The audio recording is apparently authentic. El Faro published a story on November 3 revealing that the periodical had also received a copy of the recording weeks earlier and that Roy Garcia had confirmed its contents. Garcia told El Faro that there were, in fact, three Nuevas Ideas deputies who had spoken with him over the course of three different meetings.
The US Embassy denies that it made any inducement to any Salvadoran legislator. The lead officer for political affairs in the Embassy, Elias Baumann, told El Faro that he did have a meeting with deputies from Nuevas Ideas (not the subject of the leaked recording), but the meeting was in his normal role of meeting with a wide range of officials in the Salvadoran government from any political party.

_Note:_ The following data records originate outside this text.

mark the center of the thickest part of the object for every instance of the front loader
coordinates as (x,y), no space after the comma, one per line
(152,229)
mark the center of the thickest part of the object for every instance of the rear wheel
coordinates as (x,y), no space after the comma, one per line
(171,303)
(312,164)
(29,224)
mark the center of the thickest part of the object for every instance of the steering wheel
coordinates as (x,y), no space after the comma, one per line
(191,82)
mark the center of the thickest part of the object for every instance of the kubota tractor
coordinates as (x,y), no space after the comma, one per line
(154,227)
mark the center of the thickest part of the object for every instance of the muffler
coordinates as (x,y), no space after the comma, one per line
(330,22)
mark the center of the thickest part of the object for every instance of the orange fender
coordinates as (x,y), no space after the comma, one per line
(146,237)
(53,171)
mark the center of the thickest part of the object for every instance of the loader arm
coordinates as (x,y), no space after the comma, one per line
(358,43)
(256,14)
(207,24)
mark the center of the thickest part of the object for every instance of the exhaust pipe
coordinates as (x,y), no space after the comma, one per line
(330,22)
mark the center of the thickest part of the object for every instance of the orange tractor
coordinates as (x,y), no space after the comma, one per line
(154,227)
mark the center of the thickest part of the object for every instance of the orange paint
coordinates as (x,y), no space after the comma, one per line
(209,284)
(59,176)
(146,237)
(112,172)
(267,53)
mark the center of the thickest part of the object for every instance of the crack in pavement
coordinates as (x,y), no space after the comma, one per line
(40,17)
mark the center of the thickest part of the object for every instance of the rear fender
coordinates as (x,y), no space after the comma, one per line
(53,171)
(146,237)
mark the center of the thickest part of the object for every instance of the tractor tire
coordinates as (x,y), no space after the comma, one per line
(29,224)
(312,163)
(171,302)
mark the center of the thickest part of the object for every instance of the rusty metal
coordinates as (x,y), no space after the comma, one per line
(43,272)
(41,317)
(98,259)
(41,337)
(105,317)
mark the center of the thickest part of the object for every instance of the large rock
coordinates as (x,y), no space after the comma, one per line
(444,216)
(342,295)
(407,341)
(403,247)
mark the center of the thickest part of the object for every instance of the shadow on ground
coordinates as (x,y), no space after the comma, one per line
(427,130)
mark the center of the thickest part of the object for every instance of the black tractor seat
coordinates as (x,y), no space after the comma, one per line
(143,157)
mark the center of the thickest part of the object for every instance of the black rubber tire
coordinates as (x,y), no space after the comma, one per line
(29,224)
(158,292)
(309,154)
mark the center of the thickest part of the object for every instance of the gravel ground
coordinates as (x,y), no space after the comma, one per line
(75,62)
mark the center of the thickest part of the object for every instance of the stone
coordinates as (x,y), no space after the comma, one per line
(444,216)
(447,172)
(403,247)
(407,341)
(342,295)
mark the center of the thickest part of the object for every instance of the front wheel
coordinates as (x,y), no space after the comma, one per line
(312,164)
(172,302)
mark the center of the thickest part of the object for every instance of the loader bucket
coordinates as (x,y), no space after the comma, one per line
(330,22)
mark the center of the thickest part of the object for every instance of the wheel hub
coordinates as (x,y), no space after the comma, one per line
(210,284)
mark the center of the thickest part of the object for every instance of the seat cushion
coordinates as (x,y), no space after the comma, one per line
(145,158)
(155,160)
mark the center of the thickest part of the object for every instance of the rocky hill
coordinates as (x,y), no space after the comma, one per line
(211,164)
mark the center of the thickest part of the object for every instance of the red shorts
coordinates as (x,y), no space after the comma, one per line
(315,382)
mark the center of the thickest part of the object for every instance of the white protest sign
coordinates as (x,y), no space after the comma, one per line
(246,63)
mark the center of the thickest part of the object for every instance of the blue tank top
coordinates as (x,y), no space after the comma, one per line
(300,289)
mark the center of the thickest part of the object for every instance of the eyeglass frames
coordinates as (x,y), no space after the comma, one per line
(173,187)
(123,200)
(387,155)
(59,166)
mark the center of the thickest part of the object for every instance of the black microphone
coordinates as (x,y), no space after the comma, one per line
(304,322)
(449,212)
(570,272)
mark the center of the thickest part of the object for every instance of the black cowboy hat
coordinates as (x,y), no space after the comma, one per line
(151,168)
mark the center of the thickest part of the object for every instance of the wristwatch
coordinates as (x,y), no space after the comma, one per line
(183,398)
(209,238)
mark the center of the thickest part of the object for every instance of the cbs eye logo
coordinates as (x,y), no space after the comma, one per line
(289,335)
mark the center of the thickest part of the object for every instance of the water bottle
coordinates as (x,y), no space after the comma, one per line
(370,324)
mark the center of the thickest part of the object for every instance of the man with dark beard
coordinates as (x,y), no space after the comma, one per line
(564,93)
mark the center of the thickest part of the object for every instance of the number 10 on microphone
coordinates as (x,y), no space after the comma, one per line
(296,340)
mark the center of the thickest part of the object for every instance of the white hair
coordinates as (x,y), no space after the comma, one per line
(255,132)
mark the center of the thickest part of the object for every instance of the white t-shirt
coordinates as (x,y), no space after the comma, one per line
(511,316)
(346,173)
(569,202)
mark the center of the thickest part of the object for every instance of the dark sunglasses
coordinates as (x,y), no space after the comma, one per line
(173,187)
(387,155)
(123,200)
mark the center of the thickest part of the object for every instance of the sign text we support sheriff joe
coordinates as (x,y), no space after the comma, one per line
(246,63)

Constitutional experts in El Salvador pointed out that disagreeing with your political party, or even resigning from that party, is not a basis for a deputy to be removed from their position in the Assembly. Deputies are elected directly by Salvadoran voters, and parties do not control their time in office.
The episode shows how tightly Nayib Bukele and Nuevas Ideas insist on loyalty to the president and the party, but it is not clear that this episode shows any serious fracturing of the Nuevas Ideas super majority block in the Assembly. Virtually all Nuevas Ideas deputies took to social media in the hours and days following to swear their fealty to Bukele and Nuevas Ideas. Any discomfort they feel with a role of being asked to simply "press the voting button" to rubber stamp the proposals of the Bukele administration before the Assembly, are being kept to themselves for now.